Ghassemi and her colleagues say that having even more options would add value. They have called for3 the creation of standards for collecting data and reporting machine-learning studies, allowing participants to give consent to the use of their data, and adopting approaches that ensure rigorous and privacy-preserving analyses. For example, an effort called the Observational Medical Outcomes Partnership Common Data Model allows patient and treatment information to be collected in the same way across institutions. Something similar, the researchers wrote, could enhance machine-learning research in health care, too.

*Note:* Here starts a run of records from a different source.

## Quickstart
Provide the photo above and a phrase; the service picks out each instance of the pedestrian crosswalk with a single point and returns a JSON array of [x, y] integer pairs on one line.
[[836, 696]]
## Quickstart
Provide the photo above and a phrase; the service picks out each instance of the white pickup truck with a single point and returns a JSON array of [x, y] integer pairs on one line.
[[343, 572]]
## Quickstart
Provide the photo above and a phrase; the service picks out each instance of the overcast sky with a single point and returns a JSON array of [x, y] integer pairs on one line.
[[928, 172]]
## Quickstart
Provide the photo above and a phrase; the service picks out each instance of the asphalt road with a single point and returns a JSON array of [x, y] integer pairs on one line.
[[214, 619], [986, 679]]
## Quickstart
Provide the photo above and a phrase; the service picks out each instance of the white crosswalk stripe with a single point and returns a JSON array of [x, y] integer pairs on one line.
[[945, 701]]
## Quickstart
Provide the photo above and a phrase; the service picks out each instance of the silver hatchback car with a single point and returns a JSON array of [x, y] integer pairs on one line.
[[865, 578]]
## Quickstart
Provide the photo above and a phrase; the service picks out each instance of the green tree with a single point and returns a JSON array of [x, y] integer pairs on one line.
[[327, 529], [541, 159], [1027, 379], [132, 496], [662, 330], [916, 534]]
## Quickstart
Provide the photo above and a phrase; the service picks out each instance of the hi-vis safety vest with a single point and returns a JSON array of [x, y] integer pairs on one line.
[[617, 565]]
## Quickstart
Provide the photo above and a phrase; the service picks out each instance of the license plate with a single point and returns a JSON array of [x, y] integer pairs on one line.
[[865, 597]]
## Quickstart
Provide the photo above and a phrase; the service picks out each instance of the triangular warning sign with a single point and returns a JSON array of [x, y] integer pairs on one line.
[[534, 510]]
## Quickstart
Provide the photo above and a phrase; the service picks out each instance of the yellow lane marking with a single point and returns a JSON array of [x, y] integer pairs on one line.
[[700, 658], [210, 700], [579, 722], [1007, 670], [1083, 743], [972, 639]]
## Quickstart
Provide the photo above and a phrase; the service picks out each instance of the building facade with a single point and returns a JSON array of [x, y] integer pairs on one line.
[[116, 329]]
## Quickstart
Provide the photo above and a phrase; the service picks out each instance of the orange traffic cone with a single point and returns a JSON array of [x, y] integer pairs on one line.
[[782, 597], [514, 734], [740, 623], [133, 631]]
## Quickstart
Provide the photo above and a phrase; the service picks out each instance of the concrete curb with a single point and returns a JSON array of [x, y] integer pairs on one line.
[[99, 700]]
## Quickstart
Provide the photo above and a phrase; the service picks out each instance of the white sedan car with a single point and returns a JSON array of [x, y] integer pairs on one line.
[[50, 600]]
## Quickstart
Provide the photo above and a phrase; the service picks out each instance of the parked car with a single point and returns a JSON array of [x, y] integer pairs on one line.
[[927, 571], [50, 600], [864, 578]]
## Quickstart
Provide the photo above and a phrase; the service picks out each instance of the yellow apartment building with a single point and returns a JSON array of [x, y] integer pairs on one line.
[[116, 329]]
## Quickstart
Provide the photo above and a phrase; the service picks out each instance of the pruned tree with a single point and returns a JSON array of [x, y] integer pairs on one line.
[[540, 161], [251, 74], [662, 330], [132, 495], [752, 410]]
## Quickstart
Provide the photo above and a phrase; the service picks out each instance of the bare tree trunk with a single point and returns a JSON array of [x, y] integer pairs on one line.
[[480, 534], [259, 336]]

Eliminating data redundancy would also help, says Søren Brunak, a translational-disease systems biologist at the University of Copenhagen. In machine-learning studies that predict protein structures, he says, scientists have had success in removing proteins from test sets that are too similar to proteins used in training sets. But in health-care studies, a database might include many similar individuals, which doesn’t challenge the algorithm to develop insight beyond the most typical patients. “We need to work on the pedagogical side — what data are we actually showing to the algorithms — and be better at balancing that and making the data sets representative,” Brunak says.

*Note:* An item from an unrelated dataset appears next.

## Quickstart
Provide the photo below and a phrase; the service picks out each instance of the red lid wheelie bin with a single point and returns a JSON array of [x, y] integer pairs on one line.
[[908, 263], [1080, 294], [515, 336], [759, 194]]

Widely used in health care, checklists provide a simple way to reduce technical issues and improve reproducibility, Kapoor suggests. In machine learning, checklists could help to ensure that researchers attend to the many small steps that need to be done correctly and in order, so that results are valid and reproducible, Kapoor says.
Multiple machine-learning checklists are already available, many spearheaded by the Equator Network, an international initiative to improve the reliability of health research. The TRIPOD checklist, for instance, includes 22 items to guide the reporting of studies of predictive health models. The Checklist for AI in Medical Imaging, or CLAIM, lists 42 items5, including whether a study is retrospective or prospective, and how well the data match the intended use of the model.
In July 2022, Kapoor and colleagues published a list of 21 questions to help reduce data leakage. For example, if a model is being used to predict an outcome, the checklist advises researchers to confirm whether data in the training set pre-dates the test set, a sign that they are independent.
Although there is still much to do, growing dialogue around reproducibility in machine learning is encouraging and helps to counteract what has been a siloed state of research, researchers say. After the July online workshop, nearly 300 people joined a group on the online collaboration platform Slack to continue the discussion, Kapoor says. And at scientific conferences, reproducibility has become a frequent focus, Greene adds. “It used to be a small esoteric group of people who cared about reproducibility. Now it feels like people are asking questions, and conversations are moving forward. I would love for it to move forward faster, but at least it feels less like shouting into the void.”